Don't sell Middle Earth.A dramatic plea to stop the
sale of "Middle Earth" will greet many of those coming to
Monday's premiere of the third film of The Lord of the Rings
trilogy.
Forest and Bird today continued its call for a
moratorium on tenure review in the South Island high
country, and on the sale of pastoral leases to overseas
interests. It draped a banner on its Wellington building
saying "Don't sell Middle Earth - stop High Country
privatisation".
"Parts of the Lord of the Rings were
filmed in the South Island's most spectacular high country
landscapes. Tenure review on pastoral leases is resulting in
publicly owned Crown lands important for conservation and
recreation being freeholded and locked up in private
ownership," Forest and Bird's Conservation Manager, Kevin
Hackwell said.
"To date, some higher altitude lands have
been protected. Significant areas with high conservation and
recreation values at lower altitudes and around lake shores
that deserve protection have been, or are being, freeholded
and privatised," he said.
"Major changes are needed to the
tenure review process to safeguard the public interest and
special landscapes of the high country."
"The situation is
being made worse by overseas interests prepared to pay very
high prices for pastoral leases as trophy properties or to
develop for tourism or more intensive farming. Strategically
important properties such as two adjacent to iconic
landscapes like Canterbury's Porter's Pass are now fully or
part owned by absentee overseas interests.
"Rising prices
for pastoral leases make it extremely difficult for
Government agencies and the Nature Heritage Fund to afford
to buy out the lessee's interest for recreation and
conservation. Opportunities to protect important habitats
and open up land for public recreation and access are being
lost," he said.
"Spiraling land prices can make farming a
less economic land use, encouraging more intensive uses such
as viticulture and subdivision.
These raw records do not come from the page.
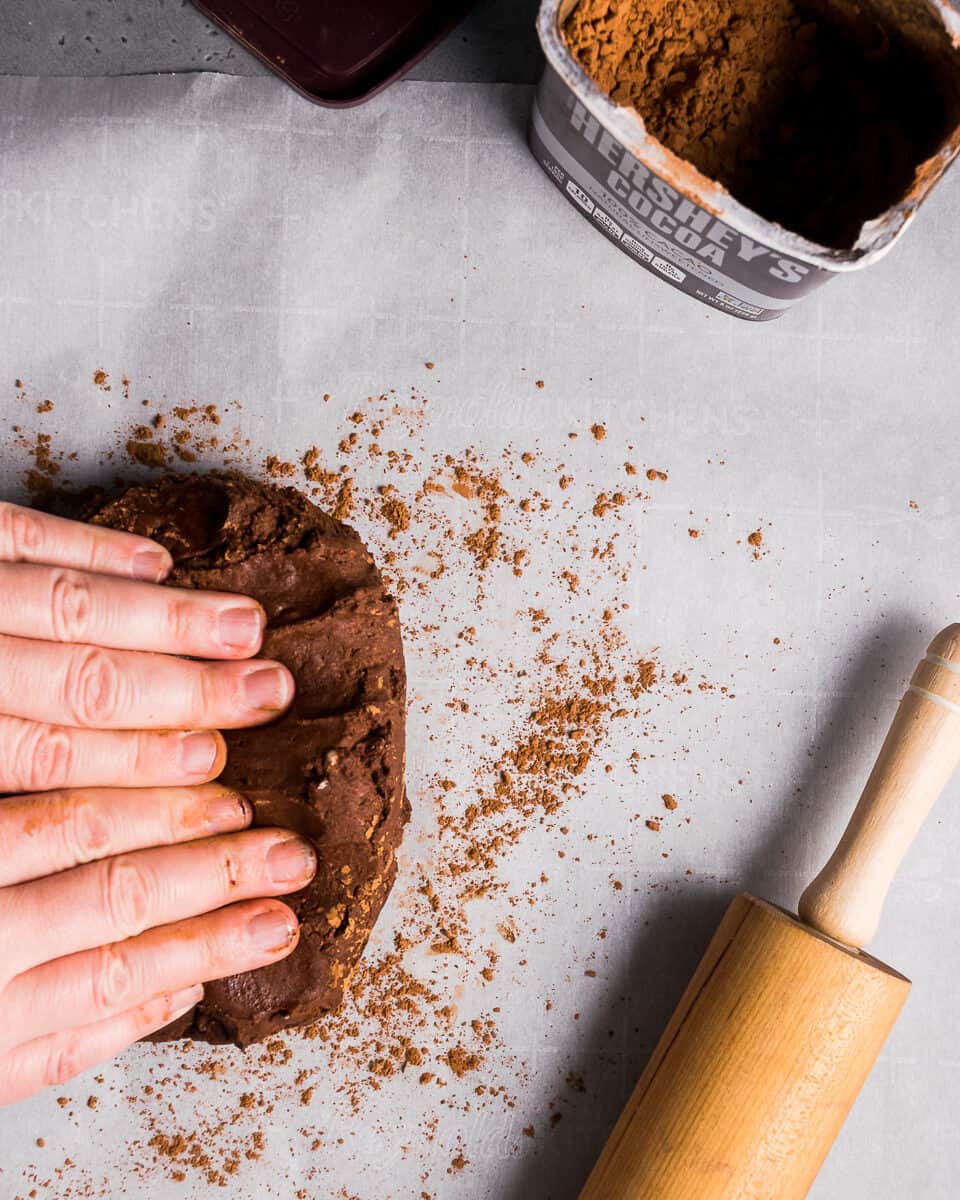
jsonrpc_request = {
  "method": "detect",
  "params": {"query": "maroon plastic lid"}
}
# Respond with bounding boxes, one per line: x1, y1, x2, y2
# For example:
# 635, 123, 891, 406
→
192, 0, 474, 107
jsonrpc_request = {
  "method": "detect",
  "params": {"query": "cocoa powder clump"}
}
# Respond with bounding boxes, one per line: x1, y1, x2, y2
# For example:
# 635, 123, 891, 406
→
126, 439, 168, 469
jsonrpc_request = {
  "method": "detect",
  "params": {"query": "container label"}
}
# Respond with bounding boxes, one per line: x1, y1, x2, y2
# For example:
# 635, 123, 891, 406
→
529, 67, 835, 321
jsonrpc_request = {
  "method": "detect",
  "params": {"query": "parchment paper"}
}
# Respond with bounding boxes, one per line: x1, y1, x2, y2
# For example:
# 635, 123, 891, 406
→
0, 73, 959, 1200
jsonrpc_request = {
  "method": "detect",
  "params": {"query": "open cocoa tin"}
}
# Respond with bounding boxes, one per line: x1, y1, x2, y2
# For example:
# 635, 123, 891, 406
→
530, 0, 960, 320
192, 0, 473, 107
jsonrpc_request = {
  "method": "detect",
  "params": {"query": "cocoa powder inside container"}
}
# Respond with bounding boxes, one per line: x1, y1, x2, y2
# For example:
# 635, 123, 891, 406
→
564, 0, 960, 248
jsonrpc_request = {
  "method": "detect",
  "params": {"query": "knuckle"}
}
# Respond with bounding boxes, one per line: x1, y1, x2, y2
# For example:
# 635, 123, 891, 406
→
165, 597, 196, 649
195, 665, 222, 722
14, 723, 72, 793
64, 647, 124, 728
91, 943, 138, 1015
0, 502, 44, 561
48, 569, 94, 642
101, 854, 153, 939
130, 730, 161, 782
65, 796, 112, 864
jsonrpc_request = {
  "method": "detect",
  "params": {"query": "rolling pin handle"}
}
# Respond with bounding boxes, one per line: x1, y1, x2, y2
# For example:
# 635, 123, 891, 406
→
799, 624, 960, 948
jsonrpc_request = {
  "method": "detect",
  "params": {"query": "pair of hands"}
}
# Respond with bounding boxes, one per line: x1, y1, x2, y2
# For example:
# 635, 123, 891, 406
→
0, 502, 315, 1105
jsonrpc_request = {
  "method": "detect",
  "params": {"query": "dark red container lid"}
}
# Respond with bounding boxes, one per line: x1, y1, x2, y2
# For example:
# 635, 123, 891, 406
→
192, 0, 474, 107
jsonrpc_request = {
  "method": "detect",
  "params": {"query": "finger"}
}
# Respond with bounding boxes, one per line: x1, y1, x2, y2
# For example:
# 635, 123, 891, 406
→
4, 900, 299, 1046
0, 784, 253, 887
0, 828, 316, 976
0, 501, 172, 582
0, 984, 204, 1106
0, 562, 266, 659
0, 717, 226, 794
0, 635, 294, 729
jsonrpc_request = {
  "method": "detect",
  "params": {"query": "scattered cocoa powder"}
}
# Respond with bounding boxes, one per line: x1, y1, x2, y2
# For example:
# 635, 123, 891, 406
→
635, 659, 658, 691
5, 379, 745, 1196
746, 528, 767, 560
593, 490, 626, 517
126, 440, 168, 469
446, 1047, 482, 1078
331, 475, 355, 521
380, 488, 411, 538
264, 454, 296, 478
33, 432, 59, 477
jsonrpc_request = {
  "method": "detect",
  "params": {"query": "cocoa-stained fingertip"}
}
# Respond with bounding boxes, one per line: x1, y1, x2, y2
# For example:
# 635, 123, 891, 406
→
248, 908, 299, 954
131, 545, 173, 583
205, 787, 254, 832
This can dramatically change
high country landscapes with a loss of their indigenous
plants and open and expansive natural character, so
important for films like the Lord of the Rings," he
said.
"Forest and Bird calls on the government to take
time out from tenure review to develop new policy criteria
and guidelines; and to put a moratorium on the sale of
pastoral leases to overseas interests until the review of
the Overseas Investment Act is completed.
"The Overseas
Investment Act needs a major overhaul. No more high country
leases should be sold overseas until that happens," he said.